Matthew attained Category 5 strength at the lowest latitude on record in the Atlantic basin. It was also notable for maintaining at least Category 4 intensity for the longest duration in the eastern Caribbean, which gave the storm staying power as it barreled through Haiti and northward to the Bahamas.
The combination of heavy rain and strong winds in Haiti caused deadly mudslides and ravaged the country’s already weak infrastructure. The storm displaced more than 175,000 people, and months later, more than half a million people remain in urgent need of food and humanitarian aid.
Matthew killed at least 500 people in Haiti alone, although some estimates put the number closer to 1,000, making it the deadliest natural disaster of 2016.
9. Earth’s warmest year on record
Last year is all but certain to eclipse 2015 as the planet’s hottest year on record, setting a global temperature record for the third straight year. September 2016 marked the end of an unprecedented 16 consecutive months during which Earth’s average temperature hit record highs (including July, which was Earth’s all-time hottest month ever recorded).
The warmth of 2016 was persistent and widespread, especially in the Arctic (more on that below).
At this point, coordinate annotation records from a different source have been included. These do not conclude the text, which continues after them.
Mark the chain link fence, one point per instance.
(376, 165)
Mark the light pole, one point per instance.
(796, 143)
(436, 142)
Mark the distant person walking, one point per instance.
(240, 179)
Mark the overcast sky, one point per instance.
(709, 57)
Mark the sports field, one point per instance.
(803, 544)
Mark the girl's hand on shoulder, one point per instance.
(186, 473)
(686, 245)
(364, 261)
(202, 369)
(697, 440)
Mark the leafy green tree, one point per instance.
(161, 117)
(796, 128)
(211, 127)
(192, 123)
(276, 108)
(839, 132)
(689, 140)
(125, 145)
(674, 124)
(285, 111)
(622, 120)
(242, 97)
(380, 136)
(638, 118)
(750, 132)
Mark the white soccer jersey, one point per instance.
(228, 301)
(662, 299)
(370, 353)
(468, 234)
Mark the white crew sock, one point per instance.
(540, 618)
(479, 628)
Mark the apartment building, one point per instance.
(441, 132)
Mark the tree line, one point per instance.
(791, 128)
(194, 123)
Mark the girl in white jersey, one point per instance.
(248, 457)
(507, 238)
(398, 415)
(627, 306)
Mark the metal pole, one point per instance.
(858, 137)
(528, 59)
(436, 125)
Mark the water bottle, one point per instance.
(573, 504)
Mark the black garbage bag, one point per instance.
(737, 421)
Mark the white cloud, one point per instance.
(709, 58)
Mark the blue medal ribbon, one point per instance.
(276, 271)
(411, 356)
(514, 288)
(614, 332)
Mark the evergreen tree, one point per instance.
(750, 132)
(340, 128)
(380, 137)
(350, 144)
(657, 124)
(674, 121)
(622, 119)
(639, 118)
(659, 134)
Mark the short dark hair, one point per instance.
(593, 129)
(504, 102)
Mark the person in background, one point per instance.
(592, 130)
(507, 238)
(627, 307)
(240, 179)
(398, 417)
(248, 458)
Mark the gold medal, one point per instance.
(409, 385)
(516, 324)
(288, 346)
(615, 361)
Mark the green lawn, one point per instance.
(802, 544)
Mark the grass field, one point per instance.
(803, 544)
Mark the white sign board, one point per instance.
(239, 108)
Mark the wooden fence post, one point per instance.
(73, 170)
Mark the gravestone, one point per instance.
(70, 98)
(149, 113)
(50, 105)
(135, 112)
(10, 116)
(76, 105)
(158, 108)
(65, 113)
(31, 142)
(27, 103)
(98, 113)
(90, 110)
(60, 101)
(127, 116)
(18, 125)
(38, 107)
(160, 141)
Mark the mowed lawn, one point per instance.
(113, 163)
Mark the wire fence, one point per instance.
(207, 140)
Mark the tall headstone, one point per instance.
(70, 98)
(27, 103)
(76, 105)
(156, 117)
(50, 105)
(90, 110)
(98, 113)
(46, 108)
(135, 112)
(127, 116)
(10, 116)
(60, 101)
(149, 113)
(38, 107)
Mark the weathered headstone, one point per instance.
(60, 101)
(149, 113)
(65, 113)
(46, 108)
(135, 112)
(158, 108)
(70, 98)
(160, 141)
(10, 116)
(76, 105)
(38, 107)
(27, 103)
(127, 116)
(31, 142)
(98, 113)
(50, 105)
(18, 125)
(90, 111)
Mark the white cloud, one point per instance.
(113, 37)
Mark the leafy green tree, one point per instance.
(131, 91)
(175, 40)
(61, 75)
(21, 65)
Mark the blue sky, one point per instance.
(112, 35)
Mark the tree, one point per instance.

Although the record strong 2015-16 El Niño event — which ended in June this year — helped boost global temperatures, 2016’s record planetary heat coincides with soaring greenhouse gas emissions from human activities. In May, carbon dioxide levels in the atmosphere reached an all-time high, setting the stage for additional global temperature records in the future.
10. Off-the-charts Arctic warmth
Last year was a warm year for the planet, but nowhere were temperatures more unusually warm (relative to normal) than in the Arctic. Arctic sea ice extent set new monthly record lows in January, February, May, June, October and November. In June, the temperature in Nuuk, Greenland, reached 75 degrees (24°C), the highest ever recorded in all of Greenland for the month. And in September, sea ice extent fell to its second-lowest annual minimum, behind only 2012.
For much of the fall, the Arctic was absurdly warm compared to normal, which allowed sea ice to dwindle to new monthly lows.
In November — a time of year when the area of sea ice normally expands — an unprecedented 19,000 square miles of ice melted in less than a week. And just before Christmas, temperatures in the Arctic hit the freezing mark, which were an astonishing 40 to 50 degrees above normal for the time of year.
Continued melting of Arctic sea ice may have long-term impacts on mid-latitude weather patterns. So gear up for more extreme weather events across the world in 2017.